The reflective mirrors used in CO2 laser engraving and cutting machines are vital components that play a critical role in guiding and focusing the laser beam. These mirrors are designed to reflect the CO2 laser’s wavelength, which is around 10.6 micrometers (µm). The choice of reflective mirrors is crucial for ensuring efficient laser processing and achieving precise cutting and engraving results. Let’s explore the details of CO2 laser reflective mirrors, how to choose them, and their material composition:

1.Types of Reflective Mirrors in a CO2 Laser Machine:

Output Coupler (OC): The output coupler, also known as the first mirror, is located at the output end of the laser tube. It allows a small percentage of the laser beam to exit the laser cavity and create the laser output. The OC mirror reflects most of the laser energy back into the cavity to maintain laser oscillation.
Rear Mirror (RM): The rear mirror, also known as the second mirror, is positioned at the opposite end of the laser cavity from the output coupler. Its primary function is to reflect the laser beam back into the cavity, completing the optical path and supporting continuous laser emission.
Focusing Mirror (FM): The focusing mirror, also called the third mirror, is responsible for converging the laser beam to a small, intense spot on the material’s surface. It plays a crucial role in determining the cutting and engraving precision.

2.Material Composition of CO2 Laser Reflective Mirrors:

Substrate Material: The substrate material provides the physical structure and support for the reflective coating. Commonly used substrate materials include:

a. Silicon (Si): Silicon mirrors offer good thermal stability and moderate reflectivity for lower-power CO2 lasers.
b. Molybdenum (Mo): Molybdenum mirrors provide excellent thermal stability and are widely used as substrates for CO2 laser mirrors.
c. Copper (Cu): Copper mirrors have high thermal conductivity, making them ideal for high-power CO2 lasers, where heat dissipation is critical.
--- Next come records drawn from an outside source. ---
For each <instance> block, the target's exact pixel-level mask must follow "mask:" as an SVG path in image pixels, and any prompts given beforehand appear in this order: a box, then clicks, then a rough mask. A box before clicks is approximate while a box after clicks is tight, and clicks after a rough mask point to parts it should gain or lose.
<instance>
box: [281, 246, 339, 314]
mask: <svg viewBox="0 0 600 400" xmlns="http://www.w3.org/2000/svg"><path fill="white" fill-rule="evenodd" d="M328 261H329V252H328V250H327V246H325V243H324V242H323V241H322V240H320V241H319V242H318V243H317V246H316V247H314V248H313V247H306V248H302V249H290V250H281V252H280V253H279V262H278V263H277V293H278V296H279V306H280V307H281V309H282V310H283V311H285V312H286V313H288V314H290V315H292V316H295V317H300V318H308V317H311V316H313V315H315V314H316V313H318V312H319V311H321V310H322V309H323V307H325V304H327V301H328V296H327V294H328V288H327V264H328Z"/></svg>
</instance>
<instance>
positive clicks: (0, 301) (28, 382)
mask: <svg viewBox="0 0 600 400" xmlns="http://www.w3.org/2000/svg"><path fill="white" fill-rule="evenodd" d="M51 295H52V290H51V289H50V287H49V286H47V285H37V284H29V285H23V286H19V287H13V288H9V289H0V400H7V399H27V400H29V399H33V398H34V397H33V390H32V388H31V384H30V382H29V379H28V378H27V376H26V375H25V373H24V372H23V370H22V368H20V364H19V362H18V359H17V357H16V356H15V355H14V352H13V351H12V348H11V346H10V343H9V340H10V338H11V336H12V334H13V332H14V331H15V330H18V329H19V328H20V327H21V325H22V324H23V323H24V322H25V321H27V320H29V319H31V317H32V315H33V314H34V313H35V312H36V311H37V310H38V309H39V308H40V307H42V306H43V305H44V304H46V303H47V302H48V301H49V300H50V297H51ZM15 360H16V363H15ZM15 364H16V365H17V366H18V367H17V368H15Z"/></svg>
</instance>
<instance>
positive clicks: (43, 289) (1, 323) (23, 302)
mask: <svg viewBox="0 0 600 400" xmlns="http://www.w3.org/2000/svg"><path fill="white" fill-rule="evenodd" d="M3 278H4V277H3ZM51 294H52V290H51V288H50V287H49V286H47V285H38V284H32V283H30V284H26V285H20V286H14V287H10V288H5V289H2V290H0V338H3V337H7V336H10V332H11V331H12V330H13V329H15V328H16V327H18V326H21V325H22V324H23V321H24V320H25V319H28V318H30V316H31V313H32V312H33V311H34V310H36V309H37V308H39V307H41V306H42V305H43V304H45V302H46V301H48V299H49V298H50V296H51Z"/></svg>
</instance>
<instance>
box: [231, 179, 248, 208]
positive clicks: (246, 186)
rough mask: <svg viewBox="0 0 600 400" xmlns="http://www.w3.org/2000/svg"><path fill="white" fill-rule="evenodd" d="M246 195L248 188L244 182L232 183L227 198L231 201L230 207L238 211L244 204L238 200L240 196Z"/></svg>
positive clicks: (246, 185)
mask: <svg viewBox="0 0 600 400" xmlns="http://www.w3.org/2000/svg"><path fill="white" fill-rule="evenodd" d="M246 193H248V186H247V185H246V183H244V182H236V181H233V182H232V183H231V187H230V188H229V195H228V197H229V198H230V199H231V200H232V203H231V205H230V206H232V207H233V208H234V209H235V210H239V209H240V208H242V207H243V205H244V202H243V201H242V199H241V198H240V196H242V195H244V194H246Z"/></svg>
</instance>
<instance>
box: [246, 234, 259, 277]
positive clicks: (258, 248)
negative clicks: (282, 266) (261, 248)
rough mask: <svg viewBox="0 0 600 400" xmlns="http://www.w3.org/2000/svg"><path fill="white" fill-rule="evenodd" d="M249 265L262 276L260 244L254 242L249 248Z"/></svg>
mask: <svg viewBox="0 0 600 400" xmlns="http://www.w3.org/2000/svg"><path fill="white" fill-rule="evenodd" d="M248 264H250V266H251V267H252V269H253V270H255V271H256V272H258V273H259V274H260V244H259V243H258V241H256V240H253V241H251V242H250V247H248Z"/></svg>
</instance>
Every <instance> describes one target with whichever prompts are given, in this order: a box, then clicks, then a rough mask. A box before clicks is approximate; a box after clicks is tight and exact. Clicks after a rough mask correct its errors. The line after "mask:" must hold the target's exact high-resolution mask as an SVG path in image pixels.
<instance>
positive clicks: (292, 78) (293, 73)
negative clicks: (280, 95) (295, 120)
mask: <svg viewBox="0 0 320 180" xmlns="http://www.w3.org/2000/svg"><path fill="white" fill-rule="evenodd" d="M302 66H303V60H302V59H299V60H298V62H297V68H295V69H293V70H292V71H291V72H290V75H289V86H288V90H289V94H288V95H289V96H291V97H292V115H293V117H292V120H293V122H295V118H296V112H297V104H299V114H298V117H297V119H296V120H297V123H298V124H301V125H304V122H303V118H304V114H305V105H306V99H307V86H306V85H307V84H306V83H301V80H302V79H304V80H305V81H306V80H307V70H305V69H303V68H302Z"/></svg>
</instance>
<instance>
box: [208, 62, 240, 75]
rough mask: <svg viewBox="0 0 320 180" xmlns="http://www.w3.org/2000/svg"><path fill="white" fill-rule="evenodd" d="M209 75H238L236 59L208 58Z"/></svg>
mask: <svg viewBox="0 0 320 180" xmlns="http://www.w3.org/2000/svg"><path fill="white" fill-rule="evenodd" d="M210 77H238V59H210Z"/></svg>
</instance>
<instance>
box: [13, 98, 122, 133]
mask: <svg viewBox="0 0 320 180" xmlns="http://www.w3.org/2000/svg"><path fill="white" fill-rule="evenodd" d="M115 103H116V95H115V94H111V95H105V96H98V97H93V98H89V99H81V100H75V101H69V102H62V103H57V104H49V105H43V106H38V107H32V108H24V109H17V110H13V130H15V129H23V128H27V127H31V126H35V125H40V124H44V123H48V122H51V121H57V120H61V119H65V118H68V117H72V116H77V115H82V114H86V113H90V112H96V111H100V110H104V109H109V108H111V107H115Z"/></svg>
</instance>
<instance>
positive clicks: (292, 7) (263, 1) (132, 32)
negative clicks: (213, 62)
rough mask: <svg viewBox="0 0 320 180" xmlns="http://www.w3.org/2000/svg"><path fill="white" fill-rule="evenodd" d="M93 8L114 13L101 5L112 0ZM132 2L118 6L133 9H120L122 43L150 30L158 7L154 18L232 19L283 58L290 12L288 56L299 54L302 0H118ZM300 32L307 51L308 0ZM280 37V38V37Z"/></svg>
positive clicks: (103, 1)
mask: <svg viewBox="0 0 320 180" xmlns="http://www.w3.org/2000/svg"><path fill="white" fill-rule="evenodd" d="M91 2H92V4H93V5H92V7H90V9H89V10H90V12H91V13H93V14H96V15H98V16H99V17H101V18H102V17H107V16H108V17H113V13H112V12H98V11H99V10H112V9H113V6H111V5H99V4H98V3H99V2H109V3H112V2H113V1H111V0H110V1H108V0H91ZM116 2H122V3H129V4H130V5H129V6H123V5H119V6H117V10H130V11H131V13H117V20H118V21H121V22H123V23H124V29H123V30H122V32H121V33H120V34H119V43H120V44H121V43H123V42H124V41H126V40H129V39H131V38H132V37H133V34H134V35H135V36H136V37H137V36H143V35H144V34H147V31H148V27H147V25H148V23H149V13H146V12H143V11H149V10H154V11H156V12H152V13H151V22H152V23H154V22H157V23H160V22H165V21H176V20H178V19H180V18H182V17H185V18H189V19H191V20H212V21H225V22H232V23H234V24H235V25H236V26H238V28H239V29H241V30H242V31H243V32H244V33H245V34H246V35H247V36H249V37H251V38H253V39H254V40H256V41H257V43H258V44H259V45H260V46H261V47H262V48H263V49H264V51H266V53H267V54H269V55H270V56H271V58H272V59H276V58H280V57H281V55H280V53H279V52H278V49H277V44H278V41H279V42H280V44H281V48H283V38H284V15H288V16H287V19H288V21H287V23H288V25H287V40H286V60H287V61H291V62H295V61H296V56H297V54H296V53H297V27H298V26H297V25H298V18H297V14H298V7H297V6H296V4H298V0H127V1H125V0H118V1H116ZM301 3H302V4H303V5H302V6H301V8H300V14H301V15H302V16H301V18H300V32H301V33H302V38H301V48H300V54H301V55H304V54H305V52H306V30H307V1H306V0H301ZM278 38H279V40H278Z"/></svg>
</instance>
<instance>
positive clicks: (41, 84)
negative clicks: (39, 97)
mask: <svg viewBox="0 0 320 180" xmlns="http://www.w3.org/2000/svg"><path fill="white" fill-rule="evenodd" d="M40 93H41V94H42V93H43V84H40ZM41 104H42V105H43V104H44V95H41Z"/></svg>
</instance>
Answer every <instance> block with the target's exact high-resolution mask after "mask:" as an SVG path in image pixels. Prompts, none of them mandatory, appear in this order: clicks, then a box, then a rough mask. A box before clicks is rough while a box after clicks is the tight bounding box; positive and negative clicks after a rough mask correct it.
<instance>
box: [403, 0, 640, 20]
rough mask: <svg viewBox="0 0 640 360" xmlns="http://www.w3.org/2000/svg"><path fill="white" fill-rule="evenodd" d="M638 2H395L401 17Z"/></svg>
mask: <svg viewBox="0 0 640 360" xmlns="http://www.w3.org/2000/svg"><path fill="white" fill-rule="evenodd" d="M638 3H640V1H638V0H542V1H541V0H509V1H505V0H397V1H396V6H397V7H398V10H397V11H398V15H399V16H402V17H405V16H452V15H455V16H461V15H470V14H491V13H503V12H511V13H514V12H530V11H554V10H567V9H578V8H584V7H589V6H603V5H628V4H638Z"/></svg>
Reflective Coating: The reflective coating is applied to the mirror’s surface to achieve high reflectivity at the CO2 laser wavelength. Common coatings include:

a. Gold (Au): Gold-coated mirrors provide high reflectivity at the CO2 laser wavelength and good durability.
b. Dielectric Metal Oxides: Multilayer dielectric coatings are commonly used to achieve high reflectivity with low absorption.

3.How to Choose CO2 Laser Reflective Mirrors:

Laser Power Rating: Ensure that the mirrors are rated to handle the specific laser power output of your CO2 laser tube. Higher-powered lasers require mirrors with better thermal conductivity and durability.

Quality and Durability: Invest in high-quality mirrors made from materials with excellent thermal stability and resistance to laser radiation. High-quality coatings are crucial for efficiency and longevity.

Focus and Cutting Precision: Choose mirrors with precise curvature and quality coatings to achieve accurate focusing and cutting/engraving precision.

Alignment Stability: The mirrors should maintain precise alignment to prevent beam divergence or distortion. Sturdy mounts and precise manufacturing are crucial for stability.

Budget: Consider your budget and find mirrors that offer the best balance between cost and functionality.

Reputable Suppliers: Purchase mirrors from reputable suppliers or the original equipment manufacturer (OEM) to ensure compatibility and performance.

In conclusion, CO2 laser reflective mirrors are essential components in laser engraving and cutting machines, guiding and focusing the laser beam. The choice of materials, coatings, and quality directly impacts the machine’s performance and cutting/engraving results. Consider your laser power requirements, focus precision, budget, and choose reputable suppliers to make an informed decision.